Kettle A J, Winterbourn C C
Department of Pathology, Christchurch School of Medicine, Christchurch Hospital, New Zealand.
Biochim Biophys Acta. 1988 Nov 23;957(2):185-91. doi: 10.1016/0167-4838(88)90271-3.
Chlorination of monochlorodimedon is routinely used to measure the production of hypochlorous acid catalysed by myeloperoxidase from H2O2 and Cl-. We have found that the myeloperoxidase/H2O2/Cl- system, at pH 7.8, catalysed the loss of monochlorodimedon with a rapid burst phase followed by a much slower steady-state phase. The loss of monochlorodimedon in the absence of Cl- was only 10% of the steady-state rate in the presence of Cl-, which indicates that the major reaction of monochlorodimedon was with hypochlorous acid. During the steady-state reaction, myeloperoxidase was present as 100% compound II, which cannot participate directly in hypochlorous acid formation. Monochlorodimedon was necessary for formation of compound II, since it was not formed in the presence of methionine. Both the amount of hypochlorous acid formed during the burst phase, and the steady-state rate of hypochlorous acid production, increased with increasing concentrations of myeloperoxidase and with decreasing concentrations of monochlorodimedon. Inhibition by monochlorodimedon was competitive with Cl-. From these results, and the ability of myeloperoxidase to slowly peroxidase monochlorodimedon in the absence of Cl-, we propose that the reaction of monochlorodimedon with the myeloperoxidase/H2O2/Cl- system involves a major pathway due to hypochlorous acid-dependent chlorination and a minor peroxidative pathway. Only a small fraction of compound I needs to react with monochlorodimedon instead of Cl- at each enzyme cycle, for compound II to rapidly accumulate. Monochlorodimedon, therefore, cannot be regarded as an inert detector of hypochlorous acid production by myeloperoxidase, but acts to limit the chlorinating activity of the enzyme. In the presence of reducing species that act like monochlorodimedon, the activity of myeloperoxidase would depend on the rate of turnover of compound II. Components of human serum promoted the conversion of ferric-myeloperoxidase to compound II in the presence of H2O2. We suggest, therefore, that in vivo the rate of turnover of compound II may determine the rate of myeloperoxidase-dependent production of hypochlorous acid by stimulated neutrophils.

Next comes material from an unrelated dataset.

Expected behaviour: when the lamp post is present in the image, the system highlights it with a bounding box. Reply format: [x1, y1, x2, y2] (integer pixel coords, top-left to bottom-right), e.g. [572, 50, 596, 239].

一氯二甲基酮的氯化反应通常用于测定髓过氧化物酶催化过氧化氢和氯离子生成次氯酸的产量。我们发现,在pH 7.8时,髓过氧化物酶/H2O2/Cl-系统催化一氯二甲基酮的损失,先是快速爆发阶段,随后是慢得多的稳态阶段。在没有氯离子的情况下,一氯二甲基酮的损失仅为有氯离子时稳态速率的10%,这表明一氯二甲基酮的主要反应是与次氯酸发生反应。在稳态反应过程中,髓过氧化物酶以100%的化合物II形式存在,它不能直接参与次氯酸的形成。一氯二甲基酮是化合物II形成所必需的,因为在甲硫氨酸存在的情况下它不会形成。爆发阶段形成的次氯酸量以及次氯酸产生的稳态速率都随着髓过氧化物酶浓度的增加和一氯二甲基酮浓度的降低而增加。一氯二甲基酮的抑制作用与氯离子具有竞争性。根据这些结果以及髓过氧化物酶在没有氯离子时缓慢氧化一氯二甲基酮的能力,我们提出一氯二甲基酮与髓过氧化物酶/H2O2/Cl-系统的反应涉及一条主要途径,即次氯酸依赖性氯化反应途径和一条次要的过氧化途径。在每个酶循环中,只需一小部分化合物I与一氯二甲基酮而不是氯离子反应,化合物II就能迅速积累。因此,一氯二甲基酮不能被视为髓过氧化物酶产生次氯酸的惰性检测剂,而是起到限制该酶氯化活性的作用。在存在类似一氯二甲基酮的还原物质时,髓过氧化物酶的活性将取决于化合物II的周转速率。人血清成分在有过氧化氢存在的情况下促进了铁离子形式的髓过氧化物酶向化合物II的转化。因此,我们认为在体内,化合物II的周转速率可能决定受刺激的中性粒细胞中髓过氧化物酶依赖性次氯酸的产生速率。